In bees the colour range extends from 300 to 650 nm. In this section are the three points of greater sensitivity: ultraviolet, blue and green-yellowish.

At lunch time we started to enjoy the sweets. Each has a meal he likes the most: oranges, chocolate or croquettes. But what do these foods that we like sweet, taste or smell? It is often difficult to distinguish between the two senses.

And it is that many times what we call flavor is no more than the smell that produces food. Our taste cells only distinguish four flavors: salty, bitter, sweet and acid. The rest of flavors are just perfumes, which come through the nostrils to the sensory cells of smell.

If not, there's no more to see: when we catch the waterfall and eat with our nose closed, the food barely tastes! The croquette we have eaten will be salty or sweet, but it will not taste like croquette. The reason is clear: 80% of the taste of croquette is just smell!

Smell helps animals identify food, companions, and predators. It is the oldest sense from the evolutionary point of view, but it is still about to elucidate what is the molecular basis of smell. The most accepted theory is based on what Linus Pauling explained in 1946, that the size and shape of the odorous molecules are what the nasal receptors know.

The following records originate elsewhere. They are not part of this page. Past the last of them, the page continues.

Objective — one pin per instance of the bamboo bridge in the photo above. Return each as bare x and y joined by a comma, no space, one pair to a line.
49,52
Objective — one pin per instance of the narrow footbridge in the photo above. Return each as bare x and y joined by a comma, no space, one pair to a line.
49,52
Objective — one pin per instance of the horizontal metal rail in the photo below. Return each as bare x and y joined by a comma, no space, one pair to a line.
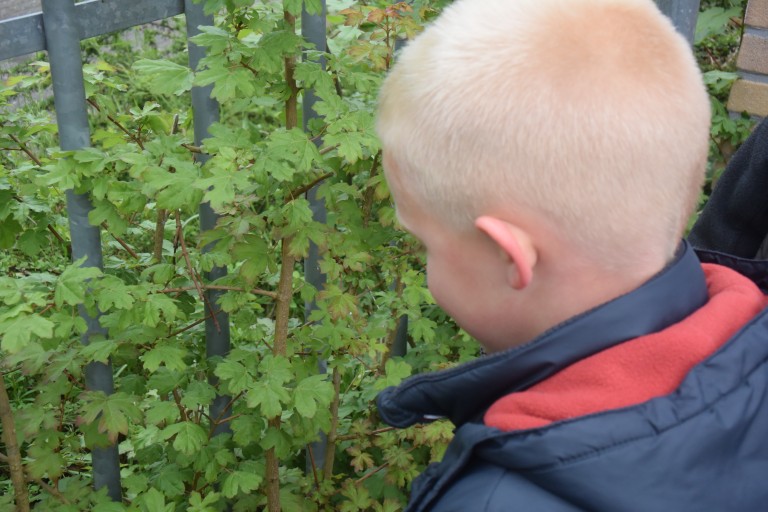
25,34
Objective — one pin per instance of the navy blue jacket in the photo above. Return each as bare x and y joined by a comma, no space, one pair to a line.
703,447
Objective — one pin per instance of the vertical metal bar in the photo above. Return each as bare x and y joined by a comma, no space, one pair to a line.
62,36
683,14
206,112
313,30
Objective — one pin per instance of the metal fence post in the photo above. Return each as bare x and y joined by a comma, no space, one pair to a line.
683,14
62,35
206,112
313,30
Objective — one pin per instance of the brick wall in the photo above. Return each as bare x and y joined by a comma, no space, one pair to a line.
750,92
13,8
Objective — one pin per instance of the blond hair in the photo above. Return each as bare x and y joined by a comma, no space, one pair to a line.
591,113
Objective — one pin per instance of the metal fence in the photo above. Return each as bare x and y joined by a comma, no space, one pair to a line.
58,30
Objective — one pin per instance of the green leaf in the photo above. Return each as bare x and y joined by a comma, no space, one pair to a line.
9,228
295,147
235,375
240,481
189,437
311,393
154,501
72,284
165,77
162,412
100,350
396,370
198,393
172,357
18,331
713,21
113,412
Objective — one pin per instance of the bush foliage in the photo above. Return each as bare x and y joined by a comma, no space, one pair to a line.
146,181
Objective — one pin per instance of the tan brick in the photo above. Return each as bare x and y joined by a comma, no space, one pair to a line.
749,96
753,54
757,13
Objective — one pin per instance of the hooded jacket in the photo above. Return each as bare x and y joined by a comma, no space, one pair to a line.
702,447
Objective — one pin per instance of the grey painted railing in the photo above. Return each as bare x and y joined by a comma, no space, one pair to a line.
59,29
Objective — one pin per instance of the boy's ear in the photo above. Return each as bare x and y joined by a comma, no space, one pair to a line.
515,244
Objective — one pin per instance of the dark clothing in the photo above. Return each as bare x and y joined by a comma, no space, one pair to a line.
703,447
735,220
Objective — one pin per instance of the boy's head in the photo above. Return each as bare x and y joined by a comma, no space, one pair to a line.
580,125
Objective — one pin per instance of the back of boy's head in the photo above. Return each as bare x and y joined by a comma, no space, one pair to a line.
590,114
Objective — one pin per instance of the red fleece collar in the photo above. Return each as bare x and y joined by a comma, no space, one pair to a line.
637,370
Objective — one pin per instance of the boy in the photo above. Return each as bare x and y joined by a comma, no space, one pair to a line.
548,154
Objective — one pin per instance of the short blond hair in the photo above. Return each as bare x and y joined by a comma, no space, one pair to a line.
591,113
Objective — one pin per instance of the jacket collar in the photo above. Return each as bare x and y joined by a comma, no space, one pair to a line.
465,392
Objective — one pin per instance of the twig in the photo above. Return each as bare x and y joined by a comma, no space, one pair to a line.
255,291
369,192
117,123
306,188
383,466
157,250
20,491
330,450
191,148
190,326
328,149
392,335
350,437
182,410
314,466
48,488
191,269
120,241
25,149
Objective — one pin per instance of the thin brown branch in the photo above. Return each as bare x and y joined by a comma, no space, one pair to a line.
48,488
26,150
182,409
370,192
254,291
157,249
383,466
192,274
20,491
122,243
392,335
190,326
330,450
135,138
191,148
328,149
314,466
350,437
306,188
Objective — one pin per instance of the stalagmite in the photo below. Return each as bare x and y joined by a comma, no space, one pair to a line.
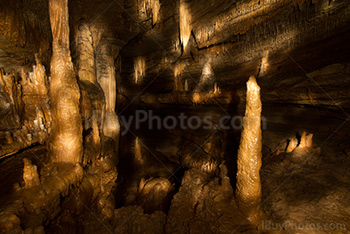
186,85
185,23
305,141
30,174
248,191
137,151
292,145
86,56
155,11
66,138
106,78
178,69
139,69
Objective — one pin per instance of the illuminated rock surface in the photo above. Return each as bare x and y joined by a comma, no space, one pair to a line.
66,138
248,191
76,74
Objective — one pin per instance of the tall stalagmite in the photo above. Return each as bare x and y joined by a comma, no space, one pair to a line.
248,190
66,139
106,78
86,55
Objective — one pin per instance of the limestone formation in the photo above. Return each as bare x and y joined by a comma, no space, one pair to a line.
66,138
248,191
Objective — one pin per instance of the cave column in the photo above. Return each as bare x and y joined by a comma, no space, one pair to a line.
248,191
65,144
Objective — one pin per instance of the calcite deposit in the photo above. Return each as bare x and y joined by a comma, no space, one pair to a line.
135,116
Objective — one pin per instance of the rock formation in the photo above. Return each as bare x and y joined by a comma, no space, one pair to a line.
66,143
248,191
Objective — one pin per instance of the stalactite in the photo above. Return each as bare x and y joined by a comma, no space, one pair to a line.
66,138
178,69
184,23
149,8
105,55
264,64
248,191
139,69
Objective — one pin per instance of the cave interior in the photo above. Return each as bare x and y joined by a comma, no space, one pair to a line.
174,116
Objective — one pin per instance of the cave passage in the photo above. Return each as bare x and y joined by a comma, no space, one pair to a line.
185,116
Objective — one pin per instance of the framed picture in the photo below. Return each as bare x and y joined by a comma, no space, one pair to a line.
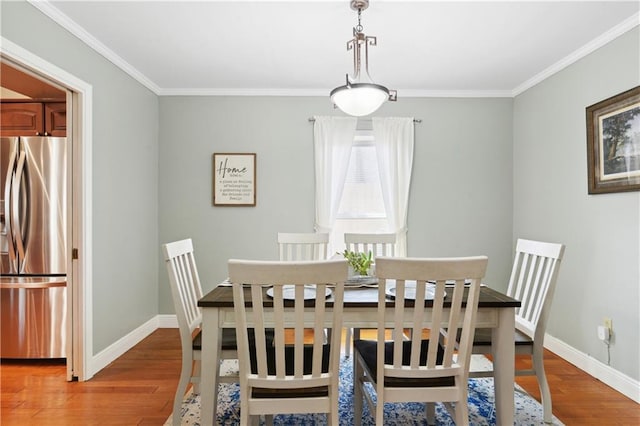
234,179
613,143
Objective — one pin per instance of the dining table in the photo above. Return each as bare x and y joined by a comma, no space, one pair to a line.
360,310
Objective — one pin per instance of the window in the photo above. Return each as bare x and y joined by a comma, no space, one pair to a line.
361,206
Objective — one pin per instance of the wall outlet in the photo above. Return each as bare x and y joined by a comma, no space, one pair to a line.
603,333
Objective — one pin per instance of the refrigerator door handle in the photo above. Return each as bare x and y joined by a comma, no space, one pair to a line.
17,226
13,260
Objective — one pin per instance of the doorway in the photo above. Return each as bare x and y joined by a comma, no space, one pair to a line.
77,97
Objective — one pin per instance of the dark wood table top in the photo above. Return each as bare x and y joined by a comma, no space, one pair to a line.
359,297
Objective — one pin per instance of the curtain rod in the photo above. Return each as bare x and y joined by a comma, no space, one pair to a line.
368,120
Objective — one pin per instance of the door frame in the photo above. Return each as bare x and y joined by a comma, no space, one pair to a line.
79,277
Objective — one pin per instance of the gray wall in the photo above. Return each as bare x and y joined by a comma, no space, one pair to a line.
461,202
600,274
125,174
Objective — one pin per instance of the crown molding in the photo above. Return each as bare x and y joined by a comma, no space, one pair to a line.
409,93
612,34
52,12
67,23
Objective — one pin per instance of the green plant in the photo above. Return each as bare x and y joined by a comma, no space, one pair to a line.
360,262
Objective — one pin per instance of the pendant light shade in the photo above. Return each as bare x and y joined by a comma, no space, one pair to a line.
359,99
360,96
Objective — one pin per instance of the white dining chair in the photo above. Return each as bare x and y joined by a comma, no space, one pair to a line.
380,244
420,370
533,280
288,377
186,290
303,245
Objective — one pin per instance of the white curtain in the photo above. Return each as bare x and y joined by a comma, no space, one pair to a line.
332,137
394,147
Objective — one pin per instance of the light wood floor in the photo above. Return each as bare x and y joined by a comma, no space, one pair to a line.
138,389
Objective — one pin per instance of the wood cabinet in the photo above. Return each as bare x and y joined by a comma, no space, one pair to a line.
55,118
33,119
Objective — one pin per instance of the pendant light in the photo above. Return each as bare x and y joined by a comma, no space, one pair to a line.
360,95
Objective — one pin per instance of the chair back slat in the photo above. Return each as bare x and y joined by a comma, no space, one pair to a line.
533,280
303,246
293,280
451,312
377,244
185,284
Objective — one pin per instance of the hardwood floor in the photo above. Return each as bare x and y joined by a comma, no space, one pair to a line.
138,388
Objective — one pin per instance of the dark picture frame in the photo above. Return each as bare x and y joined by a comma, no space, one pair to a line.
613,143
234,179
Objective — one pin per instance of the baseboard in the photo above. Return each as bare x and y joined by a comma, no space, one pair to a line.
167,321
112,352
611,377
605,373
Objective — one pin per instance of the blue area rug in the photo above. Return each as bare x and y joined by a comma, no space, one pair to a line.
481,406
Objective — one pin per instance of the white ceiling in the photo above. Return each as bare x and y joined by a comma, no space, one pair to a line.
425,48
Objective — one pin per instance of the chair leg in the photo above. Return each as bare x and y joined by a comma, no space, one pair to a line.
545,393
185,376
196,373
461,412
358,372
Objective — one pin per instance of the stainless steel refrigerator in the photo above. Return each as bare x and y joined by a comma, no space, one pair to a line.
33,215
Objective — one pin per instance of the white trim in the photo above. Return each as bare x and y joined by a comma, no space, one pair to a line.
75,29
167,321
606,374
611,377
408,93
117,349
612,34
63,20
83,284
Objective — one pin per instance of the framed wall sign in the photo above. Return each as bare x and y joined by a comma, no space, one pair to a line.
234,179
613,143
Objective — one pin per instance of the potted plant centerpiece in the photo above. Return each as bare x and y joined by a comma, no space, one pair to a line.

The Italian Luca Turin has introduced in biology a totally innovative concept.

In recent years, however, a new theory is emerging. At the moment it is not fully approved, but it is giving much to speak. The main driving force behind this new theory is the Italian Luca Turin. In his opinion, it is not the shape of the molecules that gives character to the smell, at least not just that. “What gives the smell character is the vibrational spectrum of the molecule, which is known by the nasal receptors.”

According to Turin, receptors work as true biological spectrophotometers. In addition, just as eye receptors only know certain colors, nasal receptors would also know certain basic vibrations, not any kind. And the combination of this type of basic vibrations would give different odors.

All molecules vibrate. The vibrations are limited by interatomic linkages, so each molecule has vibrations of a certain energy. When the odorous molecule enters the receptor, the tunnel effect consists of the transfer of electrons from the olorous molecule to the receptor. Thus, the receptor highlights the vibrations of the molecule.

If Luca Turin's theory is accepted, the explanation given to the functioning of the smell would change radically. Some believe it is a sufficient discovery to receive the Nobel Prize, since so far a receptor capable of detecting the vibrations of molecules in living beings is not known. Time will tell.